The leader of an Armenian parliamentary opposition party criticized Prime Minister Nikol Pashinian on Tuesday for not curtailing his sweeping executive powers inherited from the country’s former leaders.
Edmon Marukian pointed to a government bill that would keep Armenia’s police, National Security Service (NSS) and tax and customs services accountable to the prime minister, rather than his cabinet or the parliament.
These agencies were directly controlled by the presidents of the republic under the previous, presidential system of government. Former President Serzh Sarkisian made sure that they will be subordinate to the prime minister when he enacted controversial constitutional changes that turned Armenia into a parliamentary republic.
Sarkisian planned to stay in power as prime minister after serving out his second presidential term in April this year.
Pashinian, Marukian and other leaders of the now defunct Yelk alliance strongly criticized a corresponding bill which Sarkisian pushed through the parliament as recently as in March. They accused him of introducing a “super prime-ministerial” system of government with the aim of maintaining a tight grip on power.
Pashinian did not alter that system after he swept to power in May on a wave of mass protests that toppled Sarkisian. Under a new bill on the government’s structure drafted by his office, the heads of the police, the NSS and the State Revenue Committee would continue to report to the prime minister and not be part of the ruling cabinet.
Armenia’s newly elected parliament dominated by Pashinian’s supporters is expected to debate the bill at its first session next month.
Marukian, whose Bright Armenia party will have 18 seats in the 132-member parliament, complained that Pashinian is now intent on retaining what he described as excessive executive powers.
“The agencies that were placed beyond parliamentary oversight under [former President] Robert Kocharian remain beyond it,” Marukian told reporters. “Those are the police, the National Security Service and the State Revenue Committee …The country is not becoming a parliamentary republic, it remains super prime-ministerial, something which we criticized during Serzh Sarkisian’s rule.”

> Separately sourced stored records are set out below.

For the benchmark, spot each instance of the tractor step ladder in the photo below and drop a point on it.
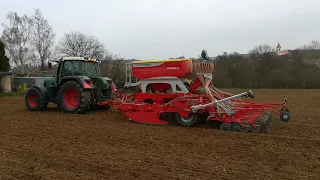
(128, 75)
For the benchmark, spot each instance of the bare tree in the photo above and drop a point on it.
(16, 37)
(79, 44)
(43, 38)
(262, 58)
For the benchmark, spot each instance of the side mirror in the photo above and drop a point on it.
(50, 65)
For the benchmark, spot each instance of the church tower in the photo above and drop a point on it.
(278, 48)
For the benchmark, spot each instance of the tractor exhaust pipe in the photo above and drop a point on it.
(195, 108)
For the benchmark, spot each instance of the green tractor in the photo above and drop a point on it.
(76, 87)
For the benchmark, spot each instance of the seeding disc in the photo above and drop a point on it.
(284, 116)
(225, 127)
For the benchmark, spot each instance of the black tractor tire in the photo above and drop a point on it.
(73, 98)
(35, 100)
(191, 121)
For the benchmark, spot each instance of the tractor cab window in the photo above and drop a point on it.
(92, 69)
(71, 68)
(81, 68)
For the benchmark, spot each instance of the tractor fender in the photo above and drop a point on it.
(82, 80)
(42, 89)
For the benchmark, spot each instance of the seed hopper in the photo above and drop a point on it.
(166, 93)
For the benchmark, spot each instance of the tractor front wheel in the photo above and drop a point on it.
(191, 120)
(73, 98)
(35, 100)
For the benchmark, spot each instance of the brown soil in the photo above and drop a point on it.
(105, 145)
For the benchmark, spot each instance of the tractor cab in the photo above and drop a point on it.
(76, 87)
(77, 66)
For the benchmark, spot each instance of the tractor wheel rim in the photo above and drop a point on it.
(71, 98)
(32, 99)
(187, 119)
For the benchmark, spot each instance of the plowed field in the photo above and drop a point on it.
(105, 145)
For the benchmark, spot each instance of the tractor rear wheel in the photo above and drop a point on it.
(73, 98)
(191, 120)
(35, 100)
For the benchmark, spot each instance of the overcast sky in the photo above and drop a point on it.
(157, 29)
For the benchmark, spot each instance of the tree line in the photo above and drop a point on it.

“In the institutional sense, this is wrong, terribly wrong … There are no parliamentary republics in the world where the chiefs of security agencies operate outside parliamentary oversight,” he said.
The government has yet to explain why it is not planning to limit the prime-ministerial powers. A spokesperson for outgoing First Deputy Prime Minister Ararat Mirzoyan said on Tuesday that it is ready to consider opposition proposals on the issue.